Close to half of global institutional investors are planning to increase their allocations to alternatives amid coronavirus-related volatility, according to a new survey by CoreData Research Ltd.
The survey, which polled more than 450 investors, found 26 per cent of respondents’ portfolios are made up of alternative assets, up slightly from 24 per cent in 2019. North American investors saw the biggest increase, from 23 per cent in 2019 to 27 per cent this year.
Diversification, cited by 90 per cent of respondents, was the top reason for allocating to alternatives, followed by the prospect of higher long-term returns (44 per cent), risk management (43 per cent) and the illiquidity premium (43 per cent).
“Our findings indicate that institutional investors have looked to weather the COVID-19 storm by seeking shelter in alternatives, which can enhance diversification and risk-adjusted returns,” said Andrew Inwood, founder and principal of CoreData, in a press release.
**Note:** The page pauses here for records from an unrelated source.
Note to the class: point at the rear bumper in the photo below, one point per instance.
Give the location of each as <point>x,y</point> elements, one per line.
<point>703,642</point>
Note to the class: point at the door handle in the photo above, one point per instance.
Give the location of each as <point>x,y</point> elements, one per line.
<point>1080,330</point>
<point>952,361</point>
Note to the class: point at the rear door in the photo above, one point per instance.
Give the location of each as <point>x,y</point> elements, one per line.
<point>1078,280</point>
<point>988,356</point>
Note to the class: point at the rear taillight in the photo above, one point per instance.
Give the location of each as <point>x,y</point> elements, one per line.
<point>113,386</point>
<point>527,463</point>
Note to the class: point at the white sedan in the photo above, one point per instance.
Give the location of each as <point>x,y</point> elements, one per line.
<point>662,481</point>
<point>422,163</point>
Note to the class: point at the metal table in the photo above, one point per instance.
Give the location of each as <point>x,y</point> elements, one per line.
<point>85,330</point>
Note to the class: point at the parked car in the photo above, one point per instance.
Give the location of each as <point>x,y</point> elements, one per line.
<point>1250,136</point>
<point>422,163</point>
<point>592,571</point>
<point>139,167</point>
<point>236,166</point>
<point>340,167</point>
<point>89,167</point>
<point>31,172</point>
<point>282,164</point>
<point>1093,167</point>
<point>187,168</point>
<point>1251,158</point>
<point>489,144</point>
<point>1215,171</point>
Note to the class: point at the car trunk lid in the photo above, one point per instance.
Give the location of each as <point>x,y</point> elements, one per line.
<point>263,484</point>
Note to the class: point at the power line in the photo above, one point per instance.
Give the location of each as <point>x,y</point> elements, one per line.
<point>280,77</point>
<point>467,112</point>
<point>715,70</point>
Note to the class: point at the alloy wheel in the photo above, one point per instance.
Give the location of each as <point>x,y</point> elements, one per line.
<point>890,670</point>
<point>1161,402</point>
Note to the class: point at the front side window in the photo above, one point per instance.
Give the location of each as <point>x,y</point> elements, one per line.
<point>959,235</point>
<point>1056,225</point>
As for specific asset classes, 52 per cent of survey respondents said they intend to increase their allocations to private debt over the next three to five years, followed by private equity (50 per cent). However, 37 per cent said they aren’t looking to up their exposure to alternatives. When asked about their concerns for the asset class, 80 per cent of investors cited high valuations, followed by fees (71 per cent), complexity (61 per cent) and lack of transparency (39 per cent).
“These concerns could put a brake on the adoption of alternatives,” said Inwood. “The ability of asset managers to provide solutions to these challenges is therefore key to increased uptake. While the current crisis has increased the appeal of these non-correlated assets, the alternatives growth story still has a long way to run.”